6. Model Evaluation:

Evaluate on the validation set (during development) and test set (final)
Use appropriate metrics (confusion matrix metrics for classification; MAE/RMSE/R? for regression)
If business goals are not met -> go back to data or model

7. Deployment:

Deploy the model to production
Select deployment type: real-time, batch, serverless, asynchronous, on-premises

8. Monitoring and Iteration:

Monitor model performance continuously in production
Detect model drift -- when the model degrades because the real-world data distribution changes over time
Continuously retrain as new labeled data becomes available
Example: a fashion trend model from 2020 will drift as styles change -- must be retrained

---

Hyperparameters -- Settings That Shape How a Model Trains:

Hyperparameters are configuration values set BEFORE training begins. They control the training PROCESS, not the model's learned parameters.

Hyperparameter	What It Controls	Low Value	High Value
Learning Rate	Step size when updating model weights	Slower, more precise convergence	Faster, risks overshooting optimal solution
Batch Size	Number of training examples per weight update	More stable updates, slower compute	Faster compute, less stable updates
Number of Epochs	Times the full training dataset is processed	Underfitting risk	Overfitting risk
Regularization	Model complexity penalty	More complex model	Simpler model, reduces overfitting

Overfitting and How to Prevent It (Hyperparameter Perspective):

Prevention Method	Notes
Increase training data size	BEST answer -- more diverse data prevents memorization
Data augmentation	Synthetically expand dataset diversity
Early stopping	Stop before too many epochs
Increase regularization	Penalizes complexity
Reduce model complexity	Use a simpler model
Ensembling	Combine multiple models

Hyperparameter Tuning Methods:

Grid Search -- try all combinations of hyperparameter values
Random Search -- randomly sample hyperparameter combinations
SageMaker Automatic Model Tuning (AMT) -- automated hyperparameter optimization service

---

When is ML NOT Appropriate?

ML is NOT the right tool when:

The problem has a DETERMINISTIC (exact) mathematical solution
The rules can be easily and explicitly programmed in code
You need 100% accuracy -- ML models always have some error rate

Example:

'A deck contains 5 red, 3 blue, and 2 yellow cards. What is the probability of drawing a blue card?'

-> Answer is exactly 3/10 = 30%. Code solves this perfectly.

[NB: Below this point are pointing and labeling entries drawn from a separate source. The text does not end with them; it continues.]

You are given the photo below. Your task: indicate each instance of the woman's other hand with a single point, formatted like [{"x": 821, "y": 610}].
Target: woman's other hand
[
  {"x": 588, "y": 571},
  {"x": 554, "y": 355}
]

-> Using ML would give an APPROXIMATION with error -- worse than code.

When ML IS Appropriate:

Patterns are too complex for manual rules (image classification, language understanding)
The rules would require thousands of hand-coded exceptions
You need to learn from historical data to predict future outcomes
The problem doesn't have a clean mathematical formula

Decision Rule:

If you can write explicit code that gives the exact right answer -> write code.

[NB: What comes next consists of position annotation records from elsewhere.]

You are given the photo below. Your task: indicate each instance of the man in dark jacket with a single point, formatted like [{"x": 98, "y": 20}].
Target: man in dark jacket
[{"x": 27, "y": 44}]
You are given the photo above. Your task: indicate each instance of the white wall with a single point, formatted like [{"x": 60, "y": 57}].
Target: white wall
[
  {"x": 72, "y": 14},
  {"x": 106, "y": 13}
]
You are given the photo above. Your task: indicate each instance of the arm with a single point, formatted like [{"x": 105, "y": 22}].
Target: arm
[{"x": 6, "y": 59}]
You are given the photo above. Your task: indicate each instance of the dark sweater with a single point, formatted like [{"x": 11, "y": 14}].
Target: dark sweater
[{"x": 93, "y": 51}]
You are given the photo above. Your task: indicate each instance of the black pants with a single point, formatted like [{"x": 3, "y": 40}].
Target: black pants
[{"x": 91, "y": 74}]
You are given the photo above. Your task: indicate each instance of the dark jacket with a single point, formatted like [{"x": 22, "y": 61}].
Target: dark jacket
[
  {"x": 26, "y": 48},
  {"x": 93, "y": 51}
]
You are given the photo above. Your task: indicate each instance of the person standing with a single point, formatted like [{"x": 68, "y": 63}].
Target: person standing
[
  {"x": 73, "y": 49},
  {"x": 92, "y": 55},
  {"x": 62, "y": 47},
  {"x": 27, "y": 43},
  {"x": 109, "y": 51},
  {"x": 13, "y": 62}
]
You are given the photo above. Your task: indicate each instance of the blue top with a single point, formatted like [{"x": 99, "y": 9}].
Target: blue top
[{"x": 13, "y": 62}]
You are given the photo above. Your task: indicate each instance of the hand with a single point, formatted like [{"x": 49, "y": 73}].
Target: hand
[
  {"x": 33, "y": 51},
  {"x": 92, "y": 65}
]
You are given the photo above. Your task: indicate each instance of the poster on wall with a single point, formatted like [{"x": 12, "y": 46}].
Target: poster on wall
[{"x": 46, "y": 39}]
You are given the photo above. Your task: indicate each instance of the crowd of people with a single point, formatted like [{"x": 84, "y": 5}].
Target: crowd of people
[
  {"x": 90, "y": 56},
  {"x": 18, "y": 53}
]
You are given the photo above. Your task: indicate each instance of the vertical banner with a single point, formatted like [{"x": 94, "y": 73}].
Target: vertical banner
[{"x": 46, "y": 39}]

If you can't enumerate all the rules -> use ML.

Key Terms

Term	Definition
Exploratory Data Analysis (EDA)	The initial phase of data analysis where data is visualized, statistics are computed, and correlations are identified -- to understand data shape, distributions, and feature importance before modeling.
Correlation Matrix	A table showing the correlation coefficients between all pairs of features in a dataset. Values near 1 or -1 indicate strong relationships; values near 0 indicate weak relationships. Used in EDA for feature selection.
Model Drift	The degradation of a deployed model's performance over time as real-world data distributions change. Requires ongoing monitoring and periodic retraining to maintain model accuracy.
Learning Rate (Hyperparameter)	Controls the step size for model weight updates during training. Too high = overshoots optimal. Too low = very slow convergence.
Batch Size (Hyperparameter)	The number of training examples used in each weight update iteration. Small batches = stable but slow. Large batches = fast but potentially less stable.
Epochs (Hyperparameter)	The number of complete passes through the full training dataset. Too few = underfitting. Too many = overfitting.
Regularization (Hyperparameter)	A penalty on model complexity that discourages overfitting. Increasing regularization forces the model to be simpler and more generalizable.
SageMaker Automatic Model Tuning (AMT)	An AWS service that automatically searches for the optimal hyperparameter values to maximize model performance, replacing manual grid or random search.
Deterministic Problem	A problem that has a single, exact, computable answer. Better solved with explicit code than ML, which always introduces some approximation error.

Exam Tips:

Best fix for overfitting = INCREASE TRAINING DATA SIZE. This is the primary answer on most exam questions.
Epochs too few = underfitting. Epochs too many = overfitting. Know both directions.
INCREASE regularization = REDUCE overfitting. Regularization penalizes model complexity.
Model drift = model degrades over time because real-world data changes. Fix = monitor and retrain.
When NOT to use ML: when you can compute the EXACT answer with code (deterministic problems).
SageMaker AMT = automated hyperparameter tuning service on AWS.
Correlation matrix = used in EDA to decide which features matter. High correlation with target = important feature.

Practice Questions

Q1. A deployed recommendation model that performed well at launch is now showing decreasing accuracy 8 months later, even though no code changes were made. What is the MOST likely cause?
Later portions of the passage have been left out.